As 17-year-old boy, I learned a lesson from an experience I had as a senior in high school that at the time was very traumatic but, in the end, turned out to be an awesome life lesson. To fully appreciate the life lesson, you need to understand a bit about myself leading put to the fall off my senior year of high school.
Growing up sport was my everything. In our household the five of us played football, basketball, baseball, track, swam and played tennis. Each of us performed reasonably well. I always wanted to impress my brother, sisters and parents with my performance. Notice I said my performance. Not the team performance. This past weekend I found statistic sheets from my seventh grade and eighth grade basketball season that were quite impressive. These sheets reminded me of the emphasis on personal outcome vs team outcome.
When I headed to St. Xavier HS, there were 110 boys that tried out for the freshman basketball team. Both my freshman and sophomore year I made the team and was squarely part of the top rotation. Both years we won our league and collectively lost 2 games.
I knew going into my junior that that making the varsity team was going to be a big accomplishment. The talent pool was rich. From this group, we had 9 players go onto ay a college sport (5 basketball, 3 football, 1 soccer). When the tryouts wrapped up I was so excited that I was going to be a part of the team. I had made it. From that point forward the season was an absolute blast. We had one of the top teams in the state. I saw very little meaningful playing time, but I was part of a special that sat at the end of the bench. The group of 5 bonded very closely, and we coined ourselves the scrub club. We took pride in pushing the top 8 during practice each day. On occasion we would beat them. We had a blast. During games we would sit together praying we would get 3-4 minutes of playing time when the game was wrapped up. This usually happened. We measured our success by the score when we entered the game and what it was at the end. We generally widened the margin. That season, we won the City title and were poised to make a run in the state tournament. We beat a good Kettering Alter team at UD arena to win the district championship. The next game we face Mount Healthy, a team we beat in the regular season. The game was back and forth but we ended up on the short end that day. Our season was over but it would live with is forever. Rarely does a week go by without thinking of this special group. Our final ranking was #4 in the state. I loved being part of that team.

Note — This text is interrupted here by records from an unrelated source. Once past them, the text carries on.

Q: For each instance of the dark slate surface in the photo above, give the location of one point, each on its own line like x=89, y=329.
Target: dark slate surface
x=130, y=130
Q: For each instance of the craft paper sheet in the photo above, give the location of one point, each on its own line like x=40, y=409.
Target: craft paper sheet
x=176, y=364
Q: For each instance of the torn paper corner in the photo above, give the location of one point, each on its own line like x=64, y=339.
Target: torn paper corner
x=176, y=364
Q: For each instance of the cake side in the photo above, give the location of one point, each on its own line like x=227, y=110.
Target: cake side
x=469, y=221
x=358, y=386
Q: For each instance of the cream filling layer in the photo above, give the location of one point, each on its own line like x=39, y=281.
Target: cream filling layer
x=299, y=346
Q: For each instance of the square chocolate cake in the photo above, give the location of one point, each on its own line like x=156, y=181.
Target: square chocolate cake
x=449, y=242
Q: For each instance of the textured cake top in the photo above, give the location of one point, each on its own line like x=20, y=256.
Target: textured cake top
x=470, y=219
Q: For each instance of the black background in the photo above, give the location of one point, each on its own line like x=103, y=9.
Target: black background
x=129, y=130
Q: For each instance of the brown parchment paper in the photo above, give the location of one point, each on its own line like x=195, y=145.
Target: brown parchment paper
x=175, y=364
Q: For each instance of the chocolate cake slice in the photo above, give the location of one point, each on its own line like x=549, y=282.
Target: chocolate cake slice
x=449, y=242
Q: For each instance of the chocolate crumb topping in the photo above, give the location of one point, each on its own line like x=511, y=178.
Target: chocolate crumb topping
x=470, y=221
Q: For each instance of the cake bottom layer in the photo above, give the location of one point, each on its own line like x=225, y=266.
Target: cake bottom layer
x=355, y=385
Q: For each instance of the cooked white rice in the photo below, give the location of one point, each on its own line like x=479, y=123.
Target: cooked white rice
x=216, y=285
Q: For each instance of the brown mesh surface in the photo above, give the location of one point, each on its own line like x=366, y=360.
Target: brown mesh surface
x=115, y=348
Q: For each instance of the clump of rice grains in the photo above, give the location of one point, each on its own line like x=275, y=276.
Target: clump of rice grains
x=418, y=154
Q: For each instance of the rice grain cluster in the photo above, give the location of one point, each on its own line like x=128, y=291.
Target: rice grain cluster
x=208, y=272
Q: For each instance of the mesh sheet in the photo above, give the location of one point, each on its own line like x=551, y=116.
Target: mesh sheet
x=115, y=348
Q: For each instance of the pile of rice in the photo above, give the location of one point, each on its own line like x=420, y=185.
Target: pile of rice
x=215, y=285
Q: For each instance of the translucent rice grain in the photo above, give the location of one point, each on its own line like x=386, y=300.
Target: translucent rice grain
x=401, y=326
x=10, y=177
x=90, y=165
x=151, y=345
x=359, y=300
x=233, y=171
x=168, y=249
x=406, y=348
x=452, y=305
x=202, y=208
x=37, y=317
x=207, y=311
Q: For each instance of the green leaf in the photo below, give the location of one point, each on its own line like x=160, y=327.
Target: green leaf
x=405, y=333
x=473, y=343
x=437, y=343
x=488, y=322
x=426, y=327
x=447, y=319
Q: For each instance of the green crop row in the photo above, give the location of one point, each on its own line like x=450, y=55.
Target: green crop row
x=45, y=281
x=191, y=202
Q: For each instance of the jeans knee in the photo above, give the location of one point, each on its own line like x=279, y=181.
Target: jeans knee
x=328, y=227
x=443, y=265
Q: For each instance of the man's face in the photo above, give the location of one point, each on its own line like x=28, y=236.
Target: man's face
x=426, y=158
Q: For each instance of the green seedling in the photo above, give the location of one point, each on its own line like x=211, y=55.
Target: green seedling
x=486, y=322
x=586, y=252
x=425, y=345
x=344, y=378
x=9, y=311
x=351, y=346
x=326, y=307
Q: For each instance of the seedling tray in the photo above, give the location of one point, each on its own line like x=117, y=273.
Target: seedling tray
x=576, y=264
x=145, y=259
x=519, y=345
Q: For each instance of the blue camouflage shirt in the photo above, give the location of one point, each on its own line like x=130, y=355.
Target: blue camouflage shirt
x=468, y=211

Now the summer between my junior and senior year came. While I worked hard, it was not at the level of what I had done before. I took for granted that I was part of the special team the year before and that earned me the right to be on the team as a senior. Boy i was wrong. I had Coach Berning for Accounting class the last period of the day. As class was letting out Coach Berning asked if he could talk to me. He looked at me and said, Matt, “I do not think you are going to play that much this year and I think I have to cut you.” My initial reaction was one of frustration. I got a little emotional and took that as I was being cut. I do not know this for sure but I truly believe that had if I looked coach in the eyes and said coach I will do anything to be a part of the team. I will carry the balls, drive the bus and clean the floor I believe I would have been a part of the team. Not so. God had a different plan. While I was crushed, as time went on it motivated me. Sometimes, to fully know how much you want something you have to lose it first.

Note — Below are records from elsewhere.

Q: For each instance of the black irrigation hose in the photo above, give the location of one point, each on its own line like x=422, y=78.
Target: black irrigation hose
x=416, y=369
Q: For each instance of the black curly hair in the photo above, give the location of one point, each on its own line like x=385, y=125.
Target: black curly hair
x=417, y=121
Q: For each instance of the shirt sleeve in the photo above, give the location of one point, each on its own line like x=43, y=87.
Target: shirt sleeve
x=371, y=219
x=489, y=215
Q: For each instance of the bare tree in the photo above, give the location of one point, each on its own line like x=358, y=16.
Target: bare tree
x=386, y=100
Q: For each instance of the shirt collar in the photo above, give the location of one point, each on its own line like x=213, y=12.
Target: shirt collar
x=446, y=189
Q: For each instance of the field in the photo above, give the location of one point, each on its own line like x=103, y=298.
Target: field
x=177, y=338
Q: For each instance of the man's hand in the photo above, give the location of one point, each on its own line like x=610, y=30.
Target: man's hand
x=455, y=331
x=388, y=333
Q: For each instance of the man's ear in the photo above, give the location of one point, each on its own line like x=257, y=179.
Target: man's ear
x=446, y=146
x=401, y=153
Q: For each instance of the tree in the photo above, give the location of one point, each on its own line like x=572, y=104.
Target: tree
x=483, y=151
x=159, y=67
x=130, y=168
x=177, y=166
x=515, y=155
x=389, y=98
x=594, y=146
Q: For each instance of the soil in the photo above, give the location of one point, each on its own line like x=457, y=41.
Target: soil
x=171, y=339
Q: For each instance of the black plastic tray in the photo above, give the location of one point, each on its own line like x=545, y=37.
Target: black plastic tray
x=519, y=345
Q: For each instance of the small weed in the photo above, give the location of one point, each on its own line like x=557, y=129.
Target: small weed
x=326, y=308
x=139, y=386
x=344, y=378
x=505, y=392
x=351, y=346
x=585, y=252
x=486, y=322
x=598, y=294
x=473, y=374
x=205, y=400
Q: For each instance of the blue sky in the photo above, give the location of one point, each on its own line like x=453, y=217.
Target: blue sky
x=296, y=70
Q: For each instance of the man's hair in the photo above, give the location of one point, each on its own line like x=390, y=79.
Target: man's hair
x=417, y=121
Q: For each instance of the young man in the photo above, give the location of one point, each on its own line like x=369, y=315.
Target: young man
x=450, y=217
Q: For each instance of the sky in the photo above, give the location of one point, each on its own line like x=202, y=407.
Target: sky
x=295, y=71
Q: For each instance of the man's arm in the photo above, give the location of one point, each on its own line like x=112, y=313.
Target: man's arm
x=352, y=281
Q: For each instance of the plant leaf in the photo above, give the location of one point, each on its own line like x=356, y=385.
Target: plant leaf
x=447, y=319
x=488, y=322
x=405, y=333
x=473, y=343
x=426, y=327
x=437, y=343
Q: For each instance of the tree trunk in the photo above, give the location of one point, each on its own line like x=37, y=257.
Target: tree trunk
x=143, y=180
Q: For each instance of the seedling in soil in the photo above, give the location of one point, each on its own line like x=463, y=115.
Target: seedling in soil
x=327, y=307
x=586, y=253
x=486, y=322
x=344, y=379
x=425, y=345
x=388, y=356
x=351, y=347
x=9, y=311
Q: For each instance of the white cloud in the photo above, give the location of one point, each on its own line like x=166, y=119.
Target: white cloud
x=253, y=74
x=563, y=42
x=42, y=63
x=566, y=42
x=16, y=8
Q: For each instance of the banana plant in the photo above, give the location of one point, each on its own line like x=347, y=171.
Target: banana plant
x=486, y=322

What I learned at 17 was that scoring 16-20 points a game really did not mean anything to me at all. What mattered to me was being part of the team. I missed that dearly me senior year. The second half of my senior year was tough in many aspects.
At that point, I made my mind up that never again would I let effort be an issue with respect to the outcome. I told myself that I would do everything possible to improve my odds of success. While I learned a tough lesson at 17 I am grateful for this today. I also learned that being part of a team is enormously more fun than flying solo. I am part of some awesome teams today. I am part of my family team, my professional team, my friendship team, the alumni team, my spiritual team and today the beating cancer team.
I hope today each team I am part of can look at my participation in the team as being one of positive contribution. I ask you if your contribution is adding to or detracting from your team’s goal? While I valued being part of the basketball team in 1985/86, I gain much more gratification from the teams I am part of today.
On each team there are different roles. Know your role and perfect that role. The dynasty teams are not built will all super stars. There are leaders and contributors or role players.
35 years after leaving accounting class, I can look back and thank Coach Berning for the gift he presented me. While I have had some amazing accomplishments along the way, I believe my greatest performances are ahead of me.
Do the little things today that others are afraid to do and be awesome!